“genuine reconciliation”, is based “on calling things wrong that were wrong”

Their love of country, millions all mis-spent,
How reconcile? by reconciling rent!

– George Gordon Byron

Reconciliation is a word bandied around as though everyone had the same shared understanding of what it means. Those who do use it in freely in terms of Northern Ireland’s shared history seem oddly reluctant to define it clearly when asked.

Within the tenets of the Catholic Church confession is often referred to as the Sacrament of Penance and Reconciliation. It’s a largely private emotional experience volunteered into by those who participate.

But it is a requirement of those who seek to take Holy Communion. It seems to me that, however it began, the way the same term is sometimes gets used by Sinn Fein politicians is a sort of quasi-religious echo of this order.

This may be why it comes over as just plain odd by those unfamiliar with that structure. Even amongst those of us that are, reconciliation is by and large a votive act: ie given without the intention of recovery or use.

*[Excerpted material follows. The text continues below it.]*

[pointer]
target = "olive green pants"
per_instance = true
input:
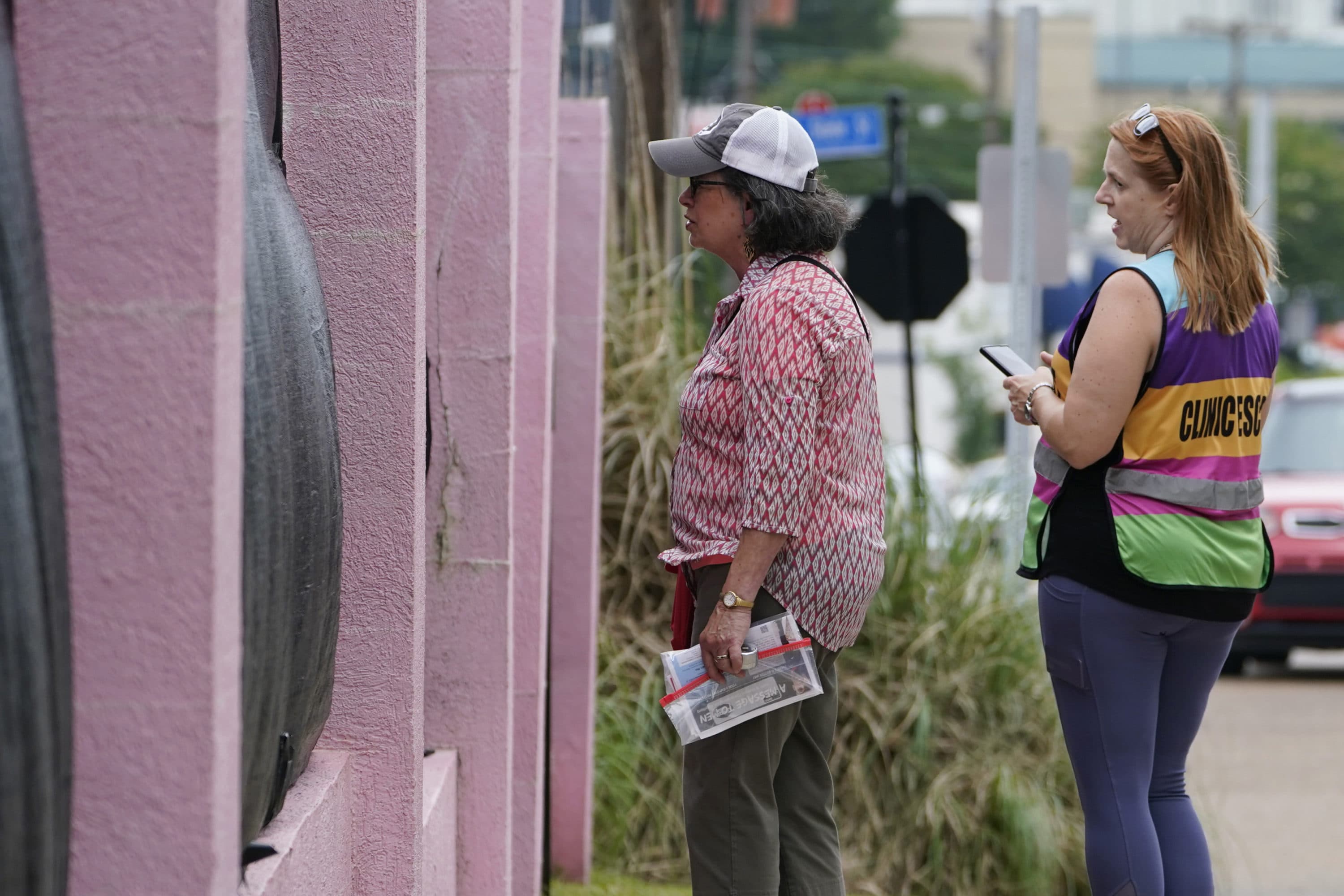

What it isn’t is a market-based transaction or a necessary qualifying act for the further acquisition of political grace. Ruth Dudley Edwards quotes an old friend of mine (and Slugger’s) with a fairly blunt truth on the matter:

Trevor Ringland, a policeman’s son who has spent much of his life trying to bring Catholics and Protestants, nationalists and unionists, together, rejects Sinn Fein’s concept of reconciliation, which allows them to honour their dead murderers.

“They feel they were justified in the campaign they carried out,” pointed out Ringland. “If we all adhered to that standard we would all say that Bloody Sunday, Michael Stone and all the other loyalist atrocities were justified – but the rest of us don’t feel they were.” Sinn Fein was not engaged in “genuine reconciliation”, which is based “on calling things wrong that were wrong”.